Training Support Vector Machines using Coresets
This work addresses the problem of scalable SVM training for machine learning practitioners by providing an incremental improvement in coreset efficiency.
The paper tackles the computational inefficiency of training Support Vector Machines (SVMs) by introducing a coreset construction algorithm that uses importance sampling to create a weighted subset of data points, achieving computational speedups with low approximation error compared to state-of-the-art methods.
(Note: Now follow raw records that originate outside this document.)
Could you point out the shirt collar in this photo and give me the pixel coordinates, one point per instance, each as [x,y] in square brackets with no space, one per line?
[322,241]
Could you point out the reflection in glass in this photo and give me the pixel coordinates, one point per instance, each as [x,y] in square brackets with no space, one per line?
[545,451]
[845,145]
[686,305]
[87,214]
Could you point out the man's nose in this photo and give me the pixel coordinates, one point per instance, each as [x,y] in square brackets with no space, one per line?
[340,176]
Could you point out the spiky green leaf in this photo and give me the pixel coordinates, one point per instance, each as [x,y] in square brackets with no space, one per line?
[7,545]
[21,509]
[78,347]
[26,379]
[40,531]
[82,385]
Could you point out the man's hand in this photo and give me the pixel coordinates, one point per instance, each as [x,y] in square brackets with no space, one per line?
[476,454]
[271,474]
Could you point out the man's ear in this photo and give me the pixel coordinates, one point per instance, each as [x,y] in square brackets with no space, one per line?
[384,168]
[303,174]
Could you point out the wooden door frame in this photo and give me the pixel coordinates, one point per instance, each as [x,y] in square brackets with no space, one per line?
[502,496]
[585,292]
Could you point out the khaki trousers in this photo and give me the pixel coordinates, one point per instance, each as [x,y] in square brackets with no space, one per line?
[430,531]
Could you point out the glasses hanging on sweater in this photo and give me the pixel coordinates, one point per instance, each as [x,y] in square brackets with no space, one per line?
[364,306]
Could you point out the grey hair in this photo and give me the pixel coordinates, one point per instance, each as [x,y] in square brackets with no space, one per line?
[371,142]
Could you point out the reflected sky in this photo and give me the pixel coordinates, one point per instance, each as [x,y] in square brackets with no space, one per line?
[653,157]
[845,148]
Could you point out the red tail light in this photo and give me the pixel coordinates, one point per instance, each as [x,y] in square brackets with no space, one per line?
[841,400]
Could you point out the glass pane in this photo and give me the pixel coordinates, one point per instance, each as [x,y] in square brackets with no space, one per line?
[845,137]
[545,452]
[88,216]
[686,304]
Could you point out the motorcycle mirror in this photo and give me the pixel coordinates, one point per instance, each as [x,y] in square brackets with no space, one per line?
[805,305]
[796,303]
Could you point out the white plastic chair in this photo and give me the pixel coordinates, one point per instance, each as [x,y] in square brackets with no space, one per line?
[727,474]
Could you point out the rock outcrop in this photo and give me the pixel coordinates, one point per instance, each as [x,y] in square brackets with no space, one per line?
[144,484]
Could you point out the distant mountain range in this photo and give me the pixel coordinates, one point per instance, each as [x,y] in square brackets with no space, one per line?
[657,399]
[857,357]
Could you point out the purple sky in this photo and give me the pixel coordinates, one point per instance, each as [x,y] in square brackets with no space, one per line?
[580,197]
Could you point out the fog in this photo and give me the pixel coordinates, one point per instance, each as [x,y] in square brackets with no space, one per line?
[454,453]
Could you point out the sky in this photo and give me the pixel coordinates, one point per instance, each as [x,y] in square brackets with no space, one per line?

We present a novel coreset construction algorithm for solving classification tasks using Support Vector Machines (SVMs) in a computationally efficient manner. A coreset is a weighted subset of the original data points that provably approximates the original set. We show that coresets of size polylogarithmic in $n$ and polynomial in $d$ exist for a set of $n$ input points with $d$ features and present an $(ε,δ)$-FPRAS for constructing coresets for scalable SVM training. Our method leverages the insight that data points are often redundant and uses an importance sampling scheme based on the sensitivity of each data point to construct coresets efficiently. We evaluate the performance of our algorithm in accelerating SVM training against real-world data sets and compare our algorithm to state-of-the-art coreset approaches. Our empirical results show that our approach outperforms a state-of-the-art coreset approach and uniform sampling in enabling computational speedups while achieving low approximation error.